1) Common electrode patterns
2) Relevant to touch sensor design abbreviations/acronyms
3) Examples of the most common stackup configurations
Each touch sensor features 2 sets of electrodes: the Transmitting ones (also known as Tx, or the driving electrodes, or simply X electrodes) and the Receiving ones (also known as Rx, or the sensing electrodes or simply Y electrodes).
Electrodes are usually made of Indium Tin Oxide, also known as ITO. However, during the last years, ITO alternatives have gained momentum and this trend is expected to continue in the years to come.
The most popular ITO alternative is Metal Mesh. Carbon nanotubes, PEDOT, copper mesh and silver nanowires are promising technologies that have emerged recently and
show potential in replacing ITO too.
When selecting electrode material, there are 3 major things to consider:
Resistance of the material: ITO has a resistance of about 100 ohms/square, while metal mesh has 10-30 ohms/ square.
Optical transmission of the material: Non index-matched ΙΤΟ has a 90-95% light transmittance rate, while silver nanowires more than 94%.
Design of the sensor itself: If it’s a large or a bent sensor, then ITO might not be preferred.

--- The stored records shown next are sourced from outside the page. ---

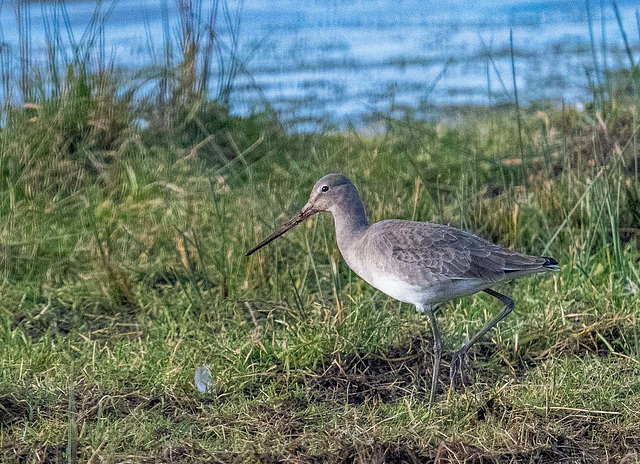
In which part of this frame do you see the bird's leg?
[424,305,442,403]
[449,288,514,383]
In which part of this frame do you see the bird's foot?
[449,346,469,388]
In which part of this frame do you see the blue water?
[0,0,640,128]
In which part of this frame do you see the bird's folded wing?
[370,220,545,281]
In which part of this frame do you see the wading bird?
[247,174,560,402]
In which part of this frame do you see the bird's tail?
[542,256,560,271]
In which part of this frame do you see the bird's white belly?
[364,274,486,306]
[365,275,431,305]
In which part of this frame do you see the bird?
[246,173,560,403]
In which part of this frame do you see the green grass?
[0,89,640,463]
[0,4,640,463]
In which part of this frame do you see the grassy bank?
[0,1,640,463]
[0,84,640,463]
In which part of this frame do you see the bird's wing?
[370,220,545,281]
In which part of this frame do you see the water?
[0,0,640,129]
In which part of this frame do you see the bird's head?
[247,174,358,256]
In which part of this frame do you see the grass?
[0,0,640,463]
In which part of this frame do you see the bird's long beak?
[245,203,318,256]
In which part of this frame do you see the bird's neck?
[330,194,369,246]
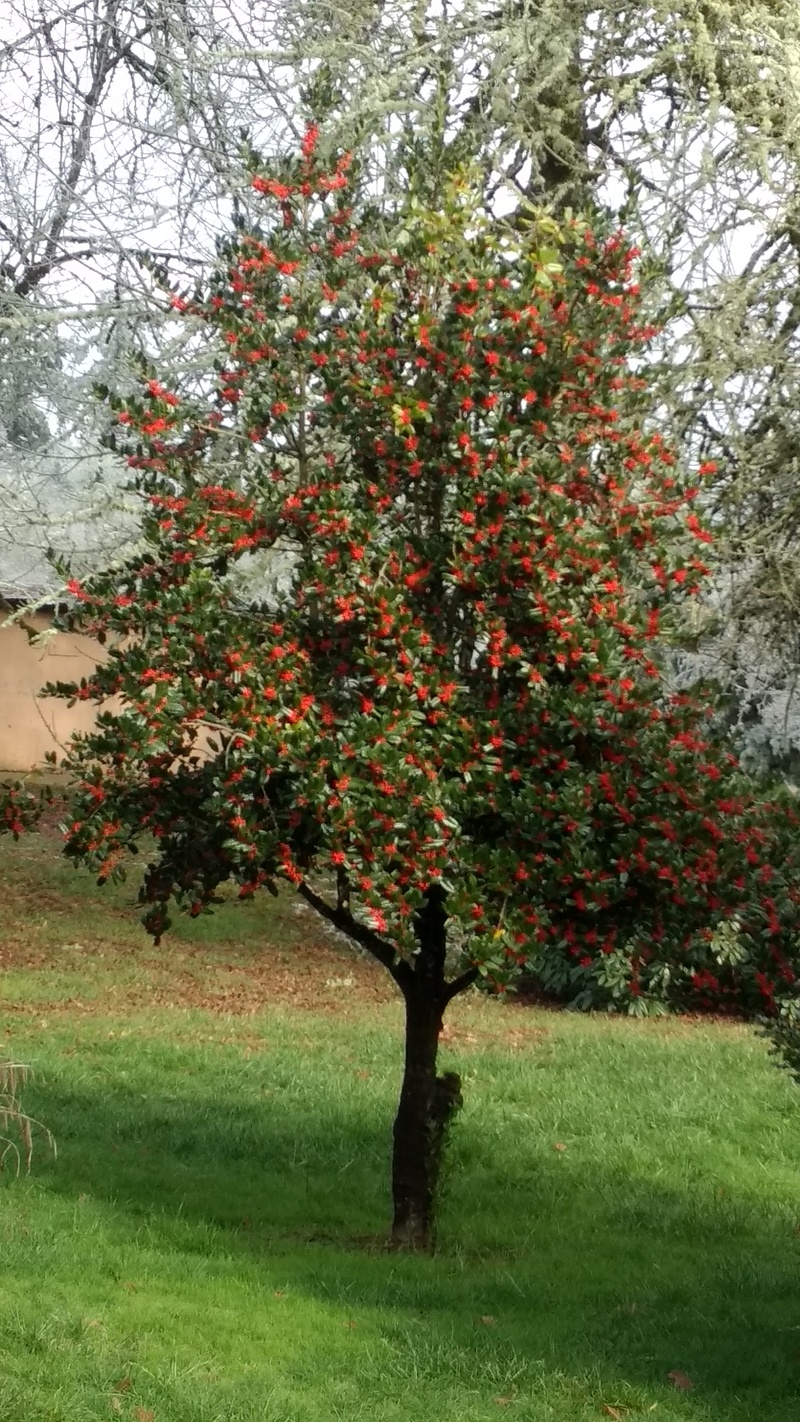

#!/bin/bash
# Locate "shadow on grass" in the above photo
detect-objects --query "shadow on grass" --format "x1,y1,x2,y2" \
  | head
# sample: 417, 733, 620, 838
14, 1065, 800, 1422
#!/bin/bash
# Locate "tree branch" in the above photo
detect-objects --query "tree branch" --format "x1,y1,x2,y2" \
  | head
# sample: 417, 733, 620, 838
445, 968, 480, 1007
297, 882, 412, 993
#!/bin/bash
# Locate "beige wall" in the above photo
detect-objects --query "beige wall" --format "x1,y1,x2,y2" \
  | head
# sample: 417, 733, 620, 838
0, 604, 102, 771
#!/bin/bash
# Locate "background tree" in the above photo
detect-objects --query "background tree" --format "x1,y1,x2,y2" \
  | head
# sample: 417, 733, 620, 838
4, 127, 797, 1247
0, 0, 800, 767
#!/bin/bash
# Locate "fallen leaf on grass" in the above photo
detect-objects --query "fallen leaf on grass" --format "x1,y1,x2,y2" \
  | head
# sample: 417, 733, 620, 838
666, 1372, 695, 1392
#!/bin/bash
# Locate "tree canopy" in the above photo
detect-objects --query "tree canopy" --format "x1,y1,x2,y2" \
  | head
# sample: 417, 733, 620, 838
4, 135, 800, 1243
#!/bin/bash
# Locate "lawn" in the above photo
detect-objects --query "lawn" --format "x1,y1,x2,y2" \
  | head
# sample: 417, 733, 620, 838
0, 836, 800, 1422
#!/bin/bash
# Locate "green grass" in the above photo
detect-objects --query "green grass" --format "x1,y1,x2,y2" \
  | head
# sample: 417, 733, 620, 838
0, 839, 800, 1422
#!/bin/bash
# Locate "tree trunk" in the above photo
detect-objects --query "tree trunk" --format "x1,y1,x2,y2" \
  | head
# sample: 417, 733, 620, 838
392, 892, 462, 1250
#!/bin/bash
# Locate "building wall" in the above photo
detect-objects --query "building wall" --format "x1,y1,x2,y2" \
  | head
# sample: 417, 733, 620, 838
0, 606, 102, 771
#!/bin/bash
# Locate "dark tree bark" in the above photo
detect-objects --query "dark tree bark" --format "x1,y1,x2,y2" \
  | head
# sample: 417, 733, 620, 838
298, 876, 477, 1250
392, 889, 473, 1250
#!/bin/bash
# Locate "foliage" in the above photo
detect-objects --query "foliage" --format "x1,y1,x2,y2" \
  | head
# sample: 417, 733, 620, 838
0, 0, 800, 722
4, 133, 800, 1240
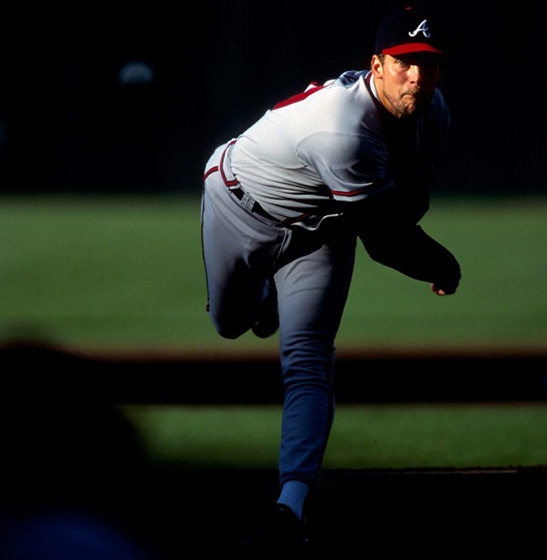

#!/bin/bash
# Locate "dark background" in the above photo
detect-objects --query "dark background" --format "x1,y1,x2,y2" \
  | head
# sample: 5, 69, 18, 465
0, 0, 547, 194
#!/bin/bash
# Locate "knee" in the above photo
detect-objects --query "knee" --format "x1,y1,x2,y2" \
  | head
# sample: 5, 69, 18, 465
210, 314, 250, 340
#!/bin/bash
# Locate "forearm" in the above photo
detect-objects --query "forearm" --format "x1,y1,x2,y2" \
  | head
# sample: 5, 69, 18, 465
359, 225, 461, 293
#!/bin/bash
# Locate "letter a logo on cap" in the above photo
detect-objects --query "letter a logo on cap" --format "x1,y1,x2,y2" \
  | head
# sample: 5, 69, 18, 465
408, 19, 431, 38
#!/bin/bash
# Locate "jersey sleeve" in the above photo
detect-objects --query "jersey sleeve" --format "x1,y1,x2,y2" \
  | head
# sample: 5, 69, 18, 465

These two design trends are those that have paved the way for ITO
ITO has high sheet resistance.The sheet resistance affects the charge time of the sensor and it’s proportional to its size. That’s why ITO is not favored in large touch sensors.
Bent touch sensors require the electrodes to be bent too (not just the cover glass). That’s where another drawback of ITO is evident: ITO breaks easily when bent, while its alternatives, e.g. metal mesh can be bent to a radius of up to 4mm without breaking.